The conversation would follow the same pattern. “Howard,” my wife would say, “I heard about an amazing marriage enrichment program. Can I register for us?” What she really was asking is if I would be prepared to commit 3 hours for the next 12 Wednesday evenings to the hell of listening to couples complain about each other. “What if we enrich our marriage by going out to dinner instead?” I would invariably ask. Which is what we would do, and what I suspect was her plan in the first place.
Sometimes it is better than to do than to talk about doing.
Take company culture for example. Whereas it is no doubt important to understand and recognize the realities of a work environment as well as keeping an eye on the aspirational goals, it is not good enough to simply talk about it. Culture workshops are lovely for those giving them, and do serve to articulate some of the ideals, nothing talks to company culture like not talking about it.
Ahead of a recent team initiative that I was involved in, we debated this issue. Should we include a panel discussion on “Culture”. Given that many people continue to work remotely, and that several employees who had not been with the company prior to COVID had joined, we considered if it was worth spending some time on this subject. Our conclusion? Absolutely not. If a company get-together didn’t display the culture in every other panel, if each cup of coffee wasn’t infused with it, and if the atmosphere, approach, and language didn’t communicate the culture, then we would have failed. If we needed to talk about it and spell it out rather that live it, then we would need to look at the authenticity of all we espoused.

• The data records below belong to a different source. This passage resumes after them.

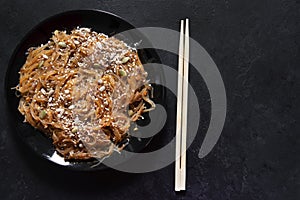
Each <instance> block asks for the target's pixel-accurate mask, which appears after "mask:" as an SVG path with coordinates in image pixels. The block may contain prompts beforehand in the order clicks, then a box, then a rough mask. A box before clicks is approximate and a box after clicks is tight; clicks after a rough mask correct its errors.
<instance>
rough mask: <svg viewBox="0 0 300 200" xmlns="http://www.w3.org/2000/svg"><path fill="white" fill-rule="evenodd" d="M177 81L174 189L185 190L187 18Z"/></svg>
mask: <svg viewBox="0 0 300 200" xmlns="http://www.w3.org/2000/svg"><path fill="white" fill-rule="evenodd" d="M180 25H181V26H180V39H179V57H178V83H177V89H178V91H177V124H176V149H175V151H176V152H175V154H176V155H175V156H176V161H175V191H181V190H185V186H186V138H187V109H188V77H189V20H188V19H186V20H185V31H184V20H181V23H180Z"/></svg>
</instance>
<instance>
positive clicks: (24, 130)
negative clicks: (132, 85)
mask: <svg viewBox="0 0 300 200" xmlns="http://www.w3.org/2000/svg"><path fill="white" fill-rule="evenodd" d="M77 26H79V27H88V28H92V30H94V31H97V32H99V33H104V34H107V35H109V36H112V35H114V34H117V33H120V32H123V31H126V30H129V29H133V28H134V26H133V25H131V24H130V23H128V22H127V21H125V20H124V19H122V18H120V17H118V16H116V15H114V14H111V13H108V12H103V11H99V10H75V11H68V12H64V13H61V14H58V15H55V16H52V17H50V18H48V19H46V20H44V21H42V22H41V23H40V24H38V25H37V26H36V27H34V28H33V29H32V30H31V31H30V32H29V33H28V34H27V35H26V36H25V37H24V39H23V40H22V41H21V42H20V44H19V45H18V46H17V48H16V49H15V51H14V53H13V55H12V57H11V59H10V63H9V68H8V70H7V73H6V80H5V81H6V82H5V89H6V100H7V105H8V113H7V116H9V119H10V125H11V126H12V128H13V130H15V132H16V133H17V134H18V135H19V136H20V138H22V140H23V141H24V142H25V143H26V144H28V145H29V146H30V147H31V149H33V151H34V152H35V153H36V154H37V155H40V156H41V157H43V158H46V159H48V160H50V161H52V162H54V163H56V164H59V165H63V166H66V167H69V168H72V169H79V170H94V169H104V168H106V166H104V165H102V164H100V165H98V166H97V167H92V166H94V165H95V164H97V163H98V160H96V159H91V160H89V161H81V162H64V160H63V158H62V157H60V156H58V155H57V154H56V152H55V149H54V147H53V145H52V142H51V140H50V139H49V138H47V137H46V136H44V134H42V133H41V132H39V131H38V130H36V129H34V128H33V127H32V126H31V125H29V124H28V123H23V120H24V117H23V116H22V115H21V114H20V113H19V111H18V110H17V107H18V103H19V99H18V98H17V97H16V96H15V91H13V90H12V89H11V88H12V87H15V86H16V85H17V84H18V81H19V74H18V71H19V70H20V68H21V67H22V65H23V64H24V62H25V60H26V55H25V53H26V51H27V50H28V48H29V47H34V46H38V45H40V44H43V43H46V42H47V41H48V40H49V38H50V36H51V35H52V32H53V31H54V30H67V31H70V30H72V29H74V28H76V27H77ZM126 40H127V41H126V42H127V43H128V42H129V43H132V44H133V43H135V42H139V41H141V40H142V41H144V42H145V41H148V40H147V38H145V37H144V36H143V35H141V34H137V35H132V38H126ZM148 42H149V41H148ZM138 53H139V56H140V59H141V61H142V63H150V62H152V63H153V62H154V63H160V59H159V56H158V55H157V53H156V52H155V50H153V49H143V50H139V51H138ZM146 71H147V72H148V74H149V78H150V79H151V81H152V82H155V83H157V85H155V84H154V85H153V84H152V85H153V87H154V97H155V98H154V99H153V100H154V102H155V103H160V104H164V103H163V101H164V94H165V92H164V89H163V87H161V86H160V85H161V84H162V82H163V80H164V78H163V72H162V71H161V70H160V69H157V68H156V69H153V68H151V69H148V68H146ZM145 121H147V119H145ZM142 123H143V122H142ZM150 140H151V138H146V139H137V138H134V137H132V138H131V140H130V142H129V145H128V146H127V147H126V150H128V151H133V152H139V151H141V150H142V149H143V148H145V147H146V146H147V145H148V144H149V142H150ZM55 155H57V156H55ZM108 159H109V158H108Z"/></svg>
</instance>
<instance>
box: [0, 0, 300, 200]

Company culture speaks to the values of the organization. These can be broad as they include “core values,” “aspirational values” and “Permission to play values.” They also encompass “Unwritten ground rules” which speaks to the undocumented, often unsaid but behaviour of those in the organization.
Unsurprisingly, in theory at least, many companies will list things like integrity, honesty, worth ethic as their core values, when in fact that are closer to “permission to play” values. Permission to play what is required as a minimum for a person to be part of the team. These could include a certain qualification, experience but also the basics of decency and respect, Core values and aspirational values can often overlap as it different times as do the unwritten ground rules, which is where the magic happens.
A useful way to determine culture is to start a sentence with the words “Around here…” So, for example, “Around here we set each other up for success” or “around here we keep each other in the loop.” Making these known is valuable as it provides language to a person who might not be able to articulate disappointment in someone not living up to the values and the company. And whereas they need to be communicated, living them is infinitely more important than talking about them.
A friend of mine holds a senior position in an international medical supplies company. The attrition rate of their staff is very high with 60% leaving in less than two years. When I asked why he thinks that is the case, he replied as followed. “We spend so much time patting ourselves on the back and talking about our “Company way” but the reality on the ground is completely juxtaposed to these claims. Until we accept that we need to bridge the gap between what we say and what we do, we will continue to have this problem.”
Marriage enrichment and marriage counselling has a place. Challenges need to be identified, communicated, and resolved. A shared strategy is critical, and couples need to make sure that values and aspirations align. But once that is done, it is infinitely more beneficial and way more fun to go out for a great meal and a magnificent glass of wine than it is to spend another Wednesday listening to someone complain their spouse.